Es ist halt ein Phänomen: Lachen und Weinen, Freude und Schmerz liegen oft nah beieinander. Und so wird in diesem Buch auch versucht, ein Stück Zeitgeschichte aufzuarbeiten: Bischofsernennungen, innerkirchliche Turbulenzen, Seligsprechungen, Papstbesuche usw.
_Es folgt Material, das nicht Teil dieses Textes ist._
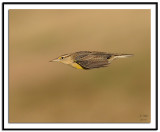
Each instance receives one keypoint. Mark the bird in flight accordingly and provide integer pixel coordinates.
(89, 59)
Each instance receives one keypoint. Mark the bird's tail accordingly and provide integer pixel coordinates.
(115, 56)
(123, 55)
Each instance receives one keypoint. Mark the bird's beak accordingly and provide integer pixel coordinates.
(54, 60)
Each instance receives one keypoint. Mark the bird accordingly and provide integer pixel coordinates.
(87, 60)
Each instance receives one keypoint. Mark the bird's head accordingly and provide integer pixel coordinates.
(66, 59)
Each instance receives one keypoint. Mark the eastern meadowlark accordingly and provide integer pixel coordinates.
(89, 59)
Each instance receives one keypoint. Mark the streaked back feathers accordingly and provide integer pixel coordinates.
(91, 59)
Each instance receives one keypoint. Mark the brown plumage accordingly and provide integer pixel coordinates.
(89, 59)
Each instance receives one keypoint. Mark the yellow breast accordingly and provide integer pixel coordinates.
(75, 65)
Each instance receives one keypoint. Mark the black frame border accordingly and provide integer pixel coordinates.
(156, 53)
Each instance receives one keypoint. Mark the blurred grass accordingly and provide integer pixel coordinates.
(40, 91)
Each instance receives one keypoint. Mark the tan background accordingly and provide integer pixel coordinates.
(40, 91)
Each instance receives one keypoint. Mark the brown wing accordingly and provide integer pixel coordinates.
(93, 60)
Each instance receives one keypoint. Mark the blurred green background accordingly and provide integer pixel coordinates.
(40, 91)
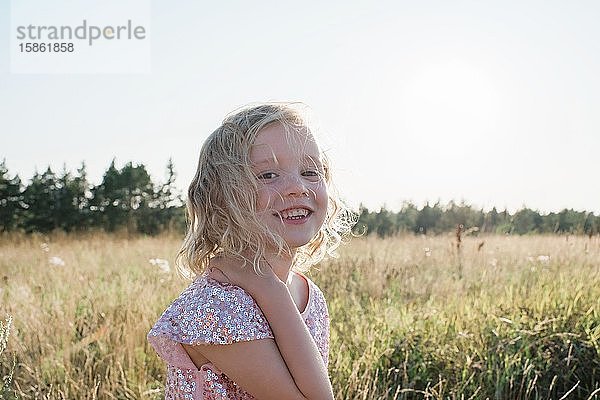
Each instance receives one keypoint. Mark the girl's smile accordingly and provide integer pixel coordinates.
(292, 194)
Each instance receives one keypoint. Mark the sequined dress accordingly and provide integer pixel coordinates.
(209, 312)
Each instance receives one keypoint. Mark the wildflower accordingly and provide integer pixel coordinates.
(543, 259)
(163, 265)
(56, 261)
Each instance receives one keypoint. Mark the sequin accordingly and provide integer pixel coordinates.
(212, 313)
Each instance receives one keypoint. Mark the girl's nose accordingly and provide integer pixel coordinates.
(295, 186)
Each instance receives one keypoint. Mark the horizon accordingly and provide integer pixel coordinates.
(492, 103)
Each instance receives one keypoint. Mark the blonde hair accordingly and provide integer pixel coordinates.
(221, 204)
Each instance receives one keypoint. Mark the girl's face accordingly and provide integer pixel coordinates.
(292, 194)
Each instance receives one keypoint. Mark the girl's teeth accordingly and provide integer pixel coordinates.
(297, 213)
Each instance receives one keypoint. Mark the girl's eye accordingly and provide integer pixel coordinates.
(267, 175)
(312, 174)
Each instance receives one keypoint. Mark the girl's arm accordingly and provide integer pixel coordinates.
(289, 367)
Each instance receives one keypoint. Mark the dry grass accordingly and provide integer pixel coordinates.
(404, 323)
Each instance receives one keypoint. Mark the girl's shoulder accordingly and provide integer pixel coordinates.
(208, 312)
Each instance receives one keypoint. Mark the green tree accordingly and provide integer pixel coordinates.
(526, 221)
(11, 199)
(121, 197)
(40, 203)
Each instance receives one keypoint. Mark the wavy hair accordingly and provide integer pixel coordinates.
(222, 197)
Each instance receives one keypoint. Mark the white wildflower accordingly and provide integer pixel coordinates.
(163, 265)
(543, 259)
(56, 261)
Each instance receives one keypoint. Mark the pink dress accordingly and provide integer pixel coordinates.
(214, 313)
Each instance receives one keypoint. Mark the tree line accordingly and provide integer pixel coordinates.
(128, 199)
(441, 218)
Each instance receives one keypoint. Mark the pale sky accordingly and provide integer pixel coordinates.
(496, 103)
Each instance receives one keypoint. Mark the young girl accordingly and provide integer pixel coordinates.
(261, 209)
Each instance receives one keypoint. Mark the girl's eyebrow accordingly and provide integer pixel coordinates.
(265, 161)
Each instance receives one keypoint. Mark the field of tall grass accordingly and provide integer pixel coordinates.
(412, 317)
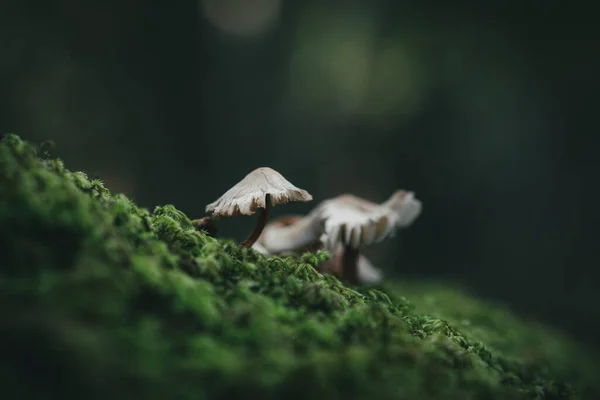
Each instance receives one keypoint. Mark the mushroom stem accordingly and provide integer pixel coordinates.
(350, 264)
(206, 224)
(260, 225)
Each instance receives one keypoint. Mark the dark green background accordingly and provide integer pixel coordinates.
(488, 112)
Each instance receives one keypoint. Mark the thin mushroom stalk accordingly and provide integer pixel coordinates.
(206, 224)
(260, 225)
(350, 264)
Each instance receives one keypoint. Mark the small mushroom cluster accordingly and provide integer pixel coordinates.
(342, 225)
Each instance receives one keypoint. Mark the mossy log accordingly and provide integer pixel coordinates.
(102, 299)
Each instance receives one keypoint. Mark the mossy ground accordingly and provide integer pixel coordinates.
(102, 299)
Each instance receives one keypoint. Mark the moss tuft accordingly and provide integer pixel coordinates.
(103, 299)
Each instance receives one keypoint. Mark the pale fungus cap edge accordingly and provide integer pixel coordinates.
(245, 197)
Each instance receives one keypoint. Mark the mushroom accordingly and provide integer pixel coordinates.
(343, 225)
(262, 188)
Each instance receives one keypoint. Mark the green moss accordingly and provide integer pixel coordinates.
(102, 299)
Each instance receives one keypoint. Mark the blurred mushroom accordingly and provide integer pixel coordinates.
(343, 225)
(262, 188)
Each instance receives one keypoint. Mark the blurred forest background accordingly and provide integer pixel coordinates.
(488, 113)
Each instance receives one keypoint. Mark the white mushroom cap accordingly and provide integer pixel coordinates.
(249, 194)
(359, 222)
(355, 221)
(406, 206)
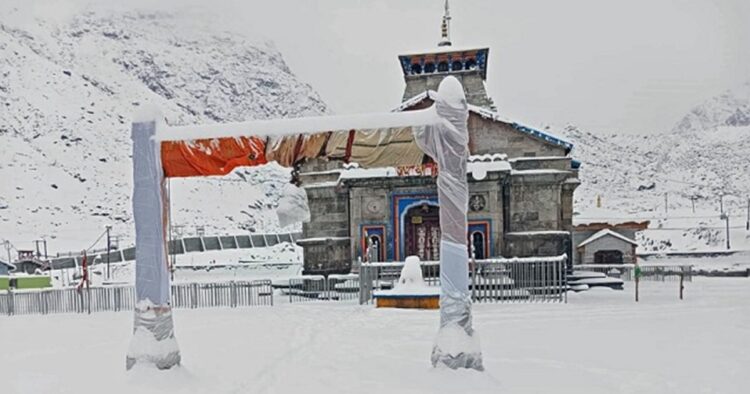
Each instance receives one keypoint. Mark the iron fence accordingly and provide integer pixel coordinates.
(651, 272)
(321, 288)
(118, 298)
(534, 279)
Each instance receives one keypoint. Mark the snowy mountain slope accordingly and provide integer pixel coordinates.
(731, 108)
(68, 91)
(707, 154)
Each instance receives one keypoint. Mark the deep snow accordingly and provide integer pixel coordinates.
(601, 341)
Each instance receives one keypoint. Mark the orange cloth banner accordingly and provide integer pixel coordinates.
(206, 157)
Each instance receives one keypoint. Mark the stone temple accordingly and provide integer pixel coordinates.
(521, 183)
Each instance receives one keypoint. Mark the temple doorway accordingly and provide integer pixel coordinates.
(422, 225)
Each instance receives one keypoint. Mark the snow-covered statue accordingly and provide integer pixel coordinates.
(456, 346)
(411, 275)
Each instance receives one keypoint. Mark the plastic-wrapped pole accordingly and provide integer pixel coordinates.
(153, 340)
(457, 345)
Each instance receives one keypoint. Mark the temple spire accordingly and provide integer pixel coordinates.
(445, 27)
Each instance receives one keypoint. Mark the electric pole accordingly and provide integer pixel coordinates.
(7, 249)
(109, 247)
(692, 200)
(726, 218)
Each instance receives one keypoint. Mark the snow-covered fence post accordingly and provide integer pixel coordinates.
(153, 329)
(457, 345)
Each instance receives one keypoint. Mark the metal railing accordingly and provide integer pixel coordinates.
(118, 298)
(321, 288)
(178, 247)
(532, 279)
(651, 272)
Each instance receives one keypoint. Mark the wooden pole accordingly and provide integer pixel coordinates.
(637, 271)
(637, 279)
(682, 286)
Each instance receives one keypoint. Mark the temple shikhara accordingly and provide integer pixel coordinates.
(521, 181)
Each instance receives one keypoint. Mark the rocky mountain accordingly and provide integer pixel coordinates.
(731, 108)
(687, 169)
(68, 90)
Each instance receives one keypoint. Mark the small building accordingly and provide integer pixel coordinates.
(28, 263)
(6, 268)
(603, 243)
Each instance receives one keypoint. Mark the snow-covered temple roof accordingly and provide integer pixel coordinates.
(490, 115)
(478, 166)
(606, 233)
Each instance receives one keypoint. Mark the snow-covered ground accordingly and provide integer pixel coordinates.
(600, 342)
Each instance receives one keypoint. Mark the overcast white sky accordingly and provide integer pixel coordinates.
(635, 65)
(620, 66)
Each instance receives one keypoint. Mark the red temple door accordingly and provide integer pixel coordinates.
(423, 233)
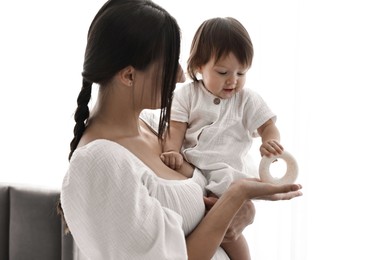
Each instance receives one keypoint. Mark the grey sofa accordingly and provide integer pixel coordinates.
(29, 225)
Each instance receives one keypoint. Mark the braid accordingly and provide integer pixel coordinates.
(81, 115)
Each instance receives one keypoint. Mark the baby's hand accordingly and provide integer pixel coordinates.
(172, 159)
(271, 147)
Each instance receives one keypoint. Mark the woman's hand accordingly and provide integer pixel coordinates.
(254, 188)
(242, 219)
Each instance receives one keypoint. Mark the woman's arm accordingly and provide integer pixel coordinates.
(215, 224)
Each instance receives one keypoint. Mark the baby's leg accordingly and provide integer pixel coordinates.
(238, 249)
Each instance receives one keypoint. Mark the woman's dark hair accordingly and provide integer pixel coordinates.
(216, 38)
(123, 33)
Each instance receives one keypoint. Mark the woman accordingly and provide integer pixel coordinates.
(119, 199)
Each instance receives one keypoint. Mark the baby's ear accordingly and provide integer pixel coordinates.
(126, 76)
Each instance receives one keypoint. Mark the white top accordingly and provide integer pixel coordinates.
(220, 131)
(117, 208)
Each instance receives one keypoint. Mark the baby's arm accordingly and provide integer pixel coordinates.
(172, 144)
(270, 138)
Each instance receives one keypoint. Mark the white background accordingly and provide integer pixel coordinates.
(322, 66)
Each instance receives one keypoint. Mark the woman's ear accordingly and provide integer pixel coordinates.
(126, 76)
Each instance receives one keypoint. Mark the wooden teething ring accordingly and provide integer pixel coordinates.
(290, 175)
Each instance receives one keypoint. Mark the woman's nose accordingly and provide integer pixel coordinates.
(231, 80)
(180, 75)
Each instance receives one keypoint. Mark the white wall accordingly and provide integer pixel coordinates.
(323, 66)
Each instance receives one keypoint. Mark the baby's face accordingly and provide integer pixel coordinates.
(225, 77)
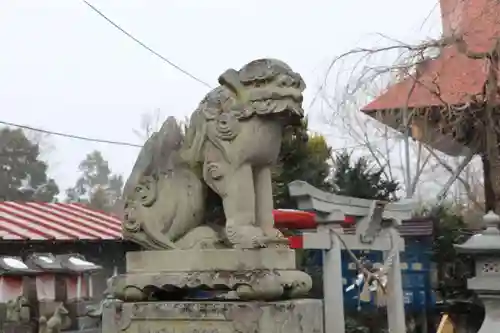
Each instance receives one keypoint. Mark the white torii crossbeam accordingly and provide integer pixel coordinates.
(372, 233)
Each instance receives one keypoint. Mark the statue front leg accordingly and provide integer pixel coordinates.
(264, 203)
(238, 199)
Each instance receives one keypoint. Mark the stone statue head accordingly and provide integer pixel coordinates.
(264, 87)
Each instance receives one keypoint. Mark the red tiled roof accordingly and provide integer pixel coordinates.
(453, 76)
(56, 221)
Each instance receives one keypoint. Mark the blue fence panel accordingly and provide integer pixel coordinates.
(415, 265)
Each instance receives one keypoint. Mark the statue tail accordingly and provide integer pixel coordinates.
(164, 198)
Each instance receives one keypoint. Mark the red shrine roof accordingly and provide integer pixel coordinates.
(452, 76)
(55, 221)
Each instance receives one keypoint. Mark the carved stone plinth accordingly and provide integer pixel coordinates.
(292, 316)
(239, 274)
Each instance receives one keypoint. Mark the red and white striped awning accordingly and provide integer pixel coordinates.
(55, 221)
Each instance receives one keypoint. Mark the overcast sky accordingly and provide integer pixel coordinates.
(64, 68)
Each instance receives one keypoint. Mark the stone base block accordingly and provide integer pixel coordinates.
(235, 274)
(293, 316)
(210, 260)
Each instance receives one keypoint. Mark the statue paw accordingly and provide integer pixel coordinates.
(295, 283)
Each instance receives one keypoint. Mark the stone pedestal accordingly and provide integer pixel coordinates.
(229, 274)
(212, 291)
(291, 316)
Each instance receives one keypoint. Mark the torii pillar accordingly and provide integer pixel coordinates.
(371, 234)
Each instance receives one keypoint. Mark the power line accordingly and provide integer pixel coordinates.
(145, 46)
(71, 136)
(112, 142)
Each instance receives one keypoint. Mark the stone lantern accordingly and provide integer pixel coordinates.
(485, 249)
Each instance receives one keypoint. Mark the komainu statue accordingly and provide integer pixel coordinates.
(222, 160)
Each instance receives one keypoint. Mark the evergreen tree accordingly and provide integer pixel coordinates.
(302, 157)
(361, 180)
(97, 186)
(23, 176)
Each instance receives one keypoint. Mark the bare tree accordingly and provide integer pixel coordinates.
(415, 162)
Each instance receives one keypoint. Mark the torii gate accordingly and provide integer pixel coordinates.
(376, 224)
Wenn man also daran geht, manche Klischeevorstellungen zu beseitigen, Tabus zu brechen, benötigt man die Unterstützung eines Teams: Meine Frau Erika war die treibende Kraft und Seele, Verlagsleiterin Barbara Köszegi Hirn und Motor des Unternehmens, Gerhard Vogl ein wichtiger Ratgeber und Anekdoten-Lieferant und Kathpress-Chefredakteur Erich Leitenberger eine unentbehrliche "Zapfsäule" des Wissens. Nicht zu vergessen: Mit Gustav Peichl, alias "Ironimus", konnte eine österreichische Institution zur Mitarbeit gewonnen werden. Dompfarrer Toni Faber erwirkte vom Domkapitel, dass dieses Buch in der Bartholomäuskapelle im Stephansdom präsentiert werden durfte.
Die Lektorin Marie-Therese Pitner, die Chefkorrektorin Maria Theresia Fatoba und Domarchivar Reinhard H. Gruber wachten darüber, dass sich möglichst wenige Fehler einschleichen konnten.